Bosch looked at her for a few moments. She was half smiling, not taking his upset seriously.

“I’ll think about it and let you know.”

He stepped out of his pod and headed down the aisle.

“Wait a minute, would you?”

He turned back to her.

“What?”

“If you are not willing to talk to me as a friend, then talk to me as a detective. I am a lieutenant and you are a detective. What is the update on the Irving case?”

Now the humor in her face and words was gone. Now she was annoyed.

“The update is that we’re waiting on the autopsy. There was nothing about the physical scene that leads us to any final conclusion. We have pretty much eliminated accidental death. It’s going to go suicide or murder, and my money at the moment is on suicide.”

She put her hands on her hips.

“How has accidental already been eliminated?”

Bosch’s briefcase was heavy with files. He switched it to his other hand because his shoulder was beginning to ache. Almost twenty years before, he had been hit by a bullet during a shootout in a tunnel and it had taken three surgeries to repair the rotator cuff. He had gone almost fifteen years without its bothering him. But not anymore.

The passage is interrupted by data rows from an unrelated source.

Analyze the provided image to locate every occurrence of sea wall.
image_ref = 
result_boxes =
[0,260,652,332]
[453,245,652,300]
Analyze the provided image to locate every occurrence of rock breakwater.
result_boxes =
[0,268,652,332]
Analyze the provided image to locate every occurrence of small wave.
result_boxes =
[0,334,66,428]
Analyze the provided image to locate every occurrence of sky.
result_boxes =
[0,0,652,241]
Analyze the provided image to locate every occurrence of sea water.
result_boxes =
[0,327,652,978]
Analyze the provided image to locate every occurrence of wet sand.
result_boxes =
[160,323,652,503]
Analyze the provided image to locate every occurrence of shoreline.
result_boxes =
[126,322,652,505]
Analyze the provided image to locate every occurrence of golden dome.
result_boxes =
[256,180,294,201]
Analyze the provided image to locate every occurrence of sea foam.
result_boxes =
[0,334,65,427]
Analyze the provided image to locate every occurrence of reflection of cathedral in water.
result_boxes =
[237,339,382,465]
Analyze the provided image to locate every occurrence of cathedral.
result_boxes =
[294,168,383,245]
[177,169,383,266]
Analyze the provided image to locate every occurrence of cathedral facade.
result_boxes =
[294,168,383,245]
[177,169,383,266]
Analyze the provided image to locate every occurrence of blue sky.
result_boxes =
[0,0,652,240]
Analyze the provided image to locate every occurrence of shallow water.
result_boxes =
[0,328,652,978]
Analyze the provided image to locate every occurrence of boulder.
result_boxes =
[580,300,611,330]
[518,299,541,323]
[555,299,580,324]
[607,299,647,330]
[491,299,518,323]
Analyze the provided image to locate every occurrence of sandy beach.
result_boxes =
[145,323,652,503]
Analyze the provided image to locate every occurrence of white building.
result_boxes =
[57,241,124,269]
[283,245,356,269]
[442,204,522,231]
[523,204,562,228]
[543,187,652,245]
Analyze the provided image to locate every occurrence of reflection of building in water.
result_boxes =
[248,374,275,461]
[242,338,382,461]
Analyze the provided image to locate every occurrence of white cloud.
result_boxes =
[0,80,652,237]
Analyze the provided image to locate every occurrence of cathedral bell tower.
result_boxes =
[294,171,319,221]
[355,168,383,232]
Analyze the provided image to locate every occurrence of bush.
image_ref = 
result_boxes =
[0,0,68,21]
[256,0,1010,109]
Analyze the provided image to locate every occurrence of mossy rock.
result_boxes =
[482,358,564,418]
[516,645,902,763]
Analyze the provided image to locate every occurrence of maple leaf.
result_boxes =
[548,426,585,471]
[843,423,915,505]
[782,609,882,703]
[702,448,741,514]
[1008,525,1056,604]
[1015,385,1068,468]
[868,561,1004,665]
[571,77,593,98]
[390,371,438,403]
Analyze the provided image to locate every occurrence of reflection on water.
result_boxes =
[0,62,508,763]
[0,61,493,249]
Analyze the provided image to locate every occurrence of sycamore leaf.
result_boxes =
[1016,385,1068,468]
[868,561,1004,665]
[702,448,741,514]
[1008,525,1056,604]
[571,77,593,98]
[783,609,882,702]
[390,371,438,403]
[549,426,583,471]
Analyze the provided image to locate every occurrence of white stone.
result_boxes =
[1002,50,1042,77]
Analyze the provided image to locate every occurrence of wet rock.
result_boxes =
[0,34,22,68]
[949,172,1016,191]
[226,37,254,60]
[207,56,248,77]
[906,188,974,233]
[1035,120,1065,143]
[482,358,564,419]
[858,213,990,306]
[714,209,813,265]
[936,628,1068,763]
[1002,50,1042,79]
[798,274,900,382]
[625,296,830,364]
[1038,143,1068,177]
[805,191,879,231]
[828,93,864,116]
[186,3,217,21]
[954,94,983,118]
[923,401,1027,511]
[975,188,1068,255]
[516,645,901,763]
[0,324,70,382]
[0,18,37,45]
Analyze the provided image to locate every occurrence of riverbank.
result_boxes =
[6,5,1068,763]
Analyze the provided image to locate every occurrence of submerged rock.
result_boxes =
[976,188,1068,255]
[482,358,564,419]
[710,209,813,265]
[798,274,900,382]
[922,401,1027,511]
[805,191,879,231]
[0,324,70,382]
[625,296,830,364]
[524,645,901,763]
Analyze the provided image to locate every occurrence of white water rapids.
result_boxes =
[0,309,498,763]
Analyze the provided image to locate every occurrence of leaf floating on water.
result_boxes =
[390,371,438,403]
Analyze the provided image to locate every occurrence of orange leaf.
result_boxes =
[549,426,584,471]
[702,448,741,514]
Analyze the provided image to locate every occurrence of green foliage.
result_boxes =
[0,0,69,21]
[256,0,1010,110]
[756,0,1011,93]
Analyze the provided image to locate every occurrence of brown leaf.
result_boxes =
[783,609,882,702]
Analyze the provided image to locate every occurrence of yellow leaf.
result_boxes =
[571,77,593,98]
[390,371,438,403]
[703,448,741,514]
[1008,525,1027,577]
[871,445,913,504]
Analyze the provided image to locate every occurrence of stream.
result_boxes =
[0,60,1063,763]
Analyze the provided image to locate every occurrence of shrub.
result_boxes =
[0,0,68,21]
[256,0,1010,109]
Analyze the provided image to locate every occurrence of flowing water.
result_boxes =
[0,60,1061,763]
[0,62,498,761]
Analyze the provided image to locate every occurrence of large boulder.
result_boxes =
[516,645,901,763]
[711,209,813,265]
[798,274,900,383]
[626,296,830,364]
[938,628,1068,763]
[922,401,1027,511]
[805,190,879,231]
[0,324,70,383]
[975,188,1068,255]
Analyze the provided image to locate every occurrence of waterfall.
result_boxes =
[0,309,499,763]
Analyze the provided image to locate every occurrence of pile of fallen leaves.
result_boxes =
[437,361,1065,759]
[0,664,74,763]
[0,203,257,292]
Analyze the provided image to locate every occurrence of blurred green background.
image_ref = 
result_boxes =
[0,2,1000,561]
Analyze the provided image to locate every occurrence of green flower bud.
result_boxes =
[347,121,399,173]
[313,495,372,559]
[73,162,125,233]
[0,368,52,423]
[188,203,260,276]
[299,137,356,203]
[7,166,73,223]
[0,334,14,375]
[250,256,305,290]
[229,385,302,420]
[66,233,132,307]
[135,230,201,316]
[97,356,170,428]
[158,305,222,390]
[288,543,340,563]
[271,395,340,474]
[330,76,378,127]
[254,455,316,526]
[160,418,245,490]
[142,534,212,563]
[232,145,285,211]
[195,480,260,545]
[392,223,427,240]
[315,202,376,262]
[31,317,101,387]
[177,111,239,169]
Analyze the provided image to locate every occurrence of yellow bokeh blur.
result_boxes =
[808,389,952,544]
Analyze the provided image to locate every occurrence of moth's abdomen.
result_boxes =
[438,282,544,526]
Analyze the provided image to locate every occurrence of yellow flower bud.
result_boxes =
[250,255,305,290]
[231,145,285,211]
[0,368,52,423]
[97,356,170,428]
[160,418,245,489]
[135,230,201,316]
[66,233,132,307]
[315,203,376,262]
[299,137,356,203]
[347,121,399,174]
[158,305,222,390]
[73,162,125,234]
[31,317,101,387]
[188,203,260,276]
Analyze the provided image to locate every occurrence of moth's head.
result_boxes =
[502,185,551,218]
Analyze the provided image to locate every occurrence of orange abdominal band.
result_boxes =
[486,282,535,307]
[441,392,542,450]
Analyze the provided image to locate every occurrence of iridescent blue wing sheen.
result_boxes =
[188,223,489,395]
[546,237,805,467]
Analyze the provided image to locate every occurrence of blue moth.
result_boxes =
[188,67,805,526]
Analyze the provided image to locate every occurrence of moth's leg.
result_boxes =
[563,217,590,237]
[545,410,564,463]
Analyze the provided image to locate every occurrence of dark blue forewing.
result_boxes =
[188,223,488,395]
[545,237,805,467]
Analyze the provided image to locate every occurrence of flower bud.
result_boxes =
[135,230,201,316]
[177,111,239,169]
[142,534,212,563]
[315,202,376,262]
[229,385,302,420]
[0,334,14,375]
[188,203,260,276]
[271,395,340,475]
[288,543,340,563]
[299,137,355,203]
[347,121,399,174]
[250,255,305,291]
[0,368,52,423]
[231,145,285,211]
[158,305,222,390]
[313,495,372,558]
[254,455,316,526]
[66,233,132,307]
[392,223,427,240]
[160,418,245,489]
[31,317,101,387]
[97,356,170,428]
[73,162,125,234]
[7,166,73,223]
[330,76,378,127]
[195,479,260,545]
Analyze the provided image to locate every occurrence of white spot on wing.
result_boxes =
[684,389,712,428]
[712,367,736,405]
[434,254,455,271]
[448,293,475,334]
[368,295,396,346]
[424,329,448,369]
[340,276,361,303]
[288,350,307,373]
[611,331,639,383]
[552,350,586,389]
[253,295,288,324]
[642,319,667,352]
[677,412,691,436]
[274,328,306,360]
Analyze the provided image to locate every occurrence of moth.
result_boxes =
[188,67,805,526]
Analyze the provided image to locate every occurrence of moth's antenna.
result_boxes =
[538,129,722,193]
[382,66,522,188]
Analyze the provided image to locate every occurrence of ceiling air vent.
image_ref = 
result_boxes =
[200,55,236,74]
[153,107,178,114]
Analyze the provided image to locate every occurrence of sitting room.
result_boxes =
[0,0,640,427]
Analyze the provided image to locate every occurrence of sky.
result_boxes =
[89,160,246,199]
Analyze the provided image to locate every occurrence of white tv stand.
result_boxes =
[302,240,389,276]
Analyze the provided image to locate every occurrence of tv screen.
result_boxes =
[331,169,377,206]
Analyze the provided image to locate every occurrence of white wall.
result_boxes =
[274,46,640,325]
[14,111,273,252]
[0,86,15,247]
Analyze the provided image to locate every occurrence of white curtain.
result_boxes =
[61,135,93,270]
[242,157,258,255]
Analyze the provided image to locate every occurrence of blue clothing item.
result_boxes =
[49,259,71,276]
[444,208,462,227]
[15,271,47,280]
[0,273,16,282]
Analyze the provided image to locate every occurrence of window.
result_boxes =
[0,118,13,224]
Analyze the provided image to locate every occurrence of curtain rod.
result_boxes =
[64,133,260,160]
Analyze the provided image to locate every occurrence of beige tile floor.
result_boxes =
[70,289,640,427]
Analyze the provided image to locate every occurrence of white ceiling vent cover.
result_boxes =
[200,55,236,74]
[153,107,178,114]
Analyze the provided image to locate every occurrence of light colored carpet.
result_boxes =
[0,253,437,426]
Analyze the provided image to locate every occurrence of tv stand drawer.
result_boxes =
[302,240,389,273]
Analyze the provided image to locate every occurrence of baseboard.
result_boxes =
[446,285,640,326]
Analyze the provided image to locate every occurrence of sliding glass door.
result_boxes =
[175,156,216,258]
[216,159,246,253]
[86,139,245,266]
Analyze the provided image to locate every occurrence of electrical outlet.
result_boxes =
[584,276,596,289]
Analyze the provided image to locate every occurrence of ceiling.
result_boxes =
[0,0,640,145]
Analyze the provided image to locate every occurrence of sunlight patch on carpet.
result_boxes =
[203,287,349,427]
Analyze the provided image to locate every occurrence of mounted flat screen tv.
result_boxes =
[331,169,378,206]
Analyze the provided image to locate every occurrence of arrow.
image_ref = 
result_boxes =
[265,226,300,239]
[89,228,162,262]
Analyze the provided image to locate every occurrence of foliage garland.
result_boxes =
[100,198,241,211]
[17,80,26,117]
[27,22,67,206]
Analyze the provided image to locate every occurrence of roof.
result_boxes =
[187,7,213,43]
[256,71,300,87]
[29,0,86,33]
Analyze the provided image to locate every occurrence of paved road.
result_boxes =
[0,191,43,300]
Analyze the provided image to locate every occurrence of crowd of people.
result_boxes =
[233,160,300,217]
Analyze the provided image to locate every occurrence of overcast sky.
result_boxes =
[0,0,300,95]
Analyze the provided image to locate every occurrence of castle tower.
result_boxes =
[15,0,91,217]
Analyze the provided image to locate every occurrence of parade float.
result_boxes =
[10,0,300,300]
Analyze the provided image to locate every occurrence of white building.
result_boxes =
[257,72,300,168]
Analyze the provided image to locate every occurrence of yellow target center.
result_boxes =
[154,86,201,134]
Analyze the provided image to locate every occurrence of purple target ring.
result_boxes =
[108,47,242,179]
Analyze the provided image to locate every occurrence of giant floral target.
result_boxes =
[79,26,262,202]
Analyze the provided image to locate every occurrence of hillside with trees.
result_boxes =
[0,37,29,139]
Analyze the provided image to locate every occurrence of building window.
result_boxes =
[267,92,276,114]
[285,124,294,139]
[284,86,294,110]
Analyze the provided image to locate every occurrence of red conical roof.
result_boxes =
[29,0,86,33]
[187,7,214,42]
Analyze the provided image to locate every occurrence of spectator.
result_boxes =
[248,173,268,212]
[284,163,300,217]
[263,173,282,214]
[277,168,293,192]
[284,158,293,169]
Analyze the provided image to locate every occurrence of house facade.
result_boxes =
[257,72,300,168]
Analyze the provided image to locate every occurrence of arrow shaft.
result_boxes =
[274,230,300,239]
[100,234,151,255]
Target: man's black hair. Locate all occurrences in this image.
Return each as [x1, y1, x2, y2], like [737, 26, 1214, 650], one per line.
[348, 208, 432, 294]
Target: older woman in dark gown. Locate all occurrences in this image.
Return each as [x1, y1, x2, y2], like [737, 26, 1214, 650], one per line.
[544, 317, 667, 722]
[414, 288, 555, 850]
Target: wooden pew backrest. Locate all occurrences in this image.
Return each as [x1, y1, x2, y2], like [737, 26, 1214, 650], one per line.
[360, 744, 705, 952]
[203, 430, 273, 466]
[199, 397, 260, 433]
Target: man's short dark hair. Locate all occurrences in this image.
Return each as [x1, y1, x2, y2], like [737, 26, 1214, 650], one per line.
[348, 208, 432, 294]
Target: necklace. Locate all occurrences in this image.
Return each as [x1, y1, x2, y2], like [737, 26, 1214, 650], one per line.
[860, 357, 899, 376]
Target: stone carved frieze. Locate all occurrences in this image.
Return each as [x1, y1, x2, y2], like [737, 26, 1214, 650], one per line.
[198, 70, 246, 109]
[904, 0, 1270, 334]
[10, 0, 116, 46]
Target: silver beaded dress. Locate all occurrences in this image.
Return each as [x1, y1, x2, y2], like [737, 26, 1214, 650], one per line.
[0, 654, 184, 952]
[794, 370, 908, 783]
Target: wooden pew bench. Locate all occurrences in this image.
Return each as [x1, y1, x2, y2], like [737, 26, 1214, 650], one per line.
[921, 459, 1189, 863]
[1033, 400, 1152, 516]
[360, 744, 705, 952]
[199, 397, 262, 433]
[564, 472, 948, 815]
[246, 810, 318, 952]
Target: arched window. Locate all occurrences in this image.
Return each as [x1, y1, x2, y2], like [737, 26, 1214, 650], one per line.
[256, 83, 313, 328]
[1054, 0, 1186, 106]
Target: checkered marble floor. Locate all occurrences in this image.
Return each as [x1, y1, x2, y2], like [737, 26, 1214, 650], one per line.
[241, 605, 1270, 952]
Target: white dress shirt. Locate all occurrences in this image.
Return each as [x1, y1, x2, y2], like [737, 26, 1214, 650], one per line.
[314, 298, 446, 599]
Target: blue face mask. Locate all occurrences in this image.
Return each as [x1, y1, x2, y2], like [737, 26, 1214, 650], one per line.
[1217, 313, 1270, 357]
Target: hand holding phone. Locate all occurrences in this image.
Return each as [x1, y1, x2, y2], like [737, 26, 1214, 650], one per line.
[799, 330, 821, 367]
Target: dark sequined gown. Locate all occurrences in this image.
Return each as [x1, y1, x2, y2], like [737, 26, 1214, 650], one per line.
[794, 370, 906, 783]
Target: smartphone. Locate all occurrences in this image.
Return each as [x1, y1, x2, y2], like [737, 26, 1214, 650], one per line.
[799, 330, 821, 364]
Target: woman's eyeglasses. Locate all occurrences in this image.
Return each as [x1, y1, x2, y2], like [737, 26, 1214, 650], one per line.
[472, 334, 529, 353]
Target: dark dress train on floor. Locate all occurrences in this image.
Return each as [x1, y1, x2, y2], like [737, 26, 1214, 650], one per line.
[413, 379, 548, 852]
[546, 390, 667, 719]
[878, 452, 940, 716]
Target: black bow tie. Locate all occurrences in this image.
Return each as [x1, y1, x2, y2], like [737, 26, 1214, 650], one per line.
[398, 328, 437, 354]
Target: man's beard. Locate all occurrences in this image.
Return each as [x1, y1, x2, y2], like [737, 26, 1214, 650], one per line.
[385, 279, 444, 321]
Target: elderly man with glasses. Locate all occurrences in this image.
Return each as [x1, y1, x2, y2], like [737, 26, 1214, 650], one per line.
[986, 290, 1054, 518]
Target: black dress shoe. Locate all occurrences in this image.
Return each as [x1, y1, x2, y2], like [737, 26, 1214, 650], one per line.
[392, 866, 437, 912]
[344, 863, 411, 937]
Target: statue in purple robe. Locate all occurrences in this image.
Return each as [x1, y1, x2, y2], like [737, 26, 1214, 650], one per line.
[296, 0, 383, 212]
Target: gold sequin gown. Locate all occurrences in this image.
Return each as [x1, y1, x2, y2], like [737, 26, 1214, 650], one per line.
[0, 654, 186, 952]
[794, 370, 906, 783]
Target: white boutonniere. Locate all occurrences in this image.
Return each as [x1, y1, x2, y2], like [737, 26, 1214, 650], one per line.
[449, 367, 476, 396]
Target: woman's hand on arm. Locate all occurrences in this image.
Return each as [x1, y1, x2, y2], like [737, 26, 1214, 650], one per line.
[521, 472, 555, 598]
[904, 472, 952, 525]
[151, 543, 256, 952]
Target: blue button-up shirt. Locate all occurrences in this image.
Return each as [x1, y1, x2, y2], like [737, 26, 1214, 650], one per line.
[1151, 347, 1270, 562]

“His son checked in without luggage. He took off his clothes and hung them neatly in the closet. A bathrobe was draped over a chair on the balcony. He went down face-first but didn’t scream because no one in the hotel heard a thing. He did not put his arms out to break his fall. For these and other reasons it doesn’t look like an accident to me. If you are telling me that you need it to be an accident, then come out and say it, Kiz, and then get yourself another boy.”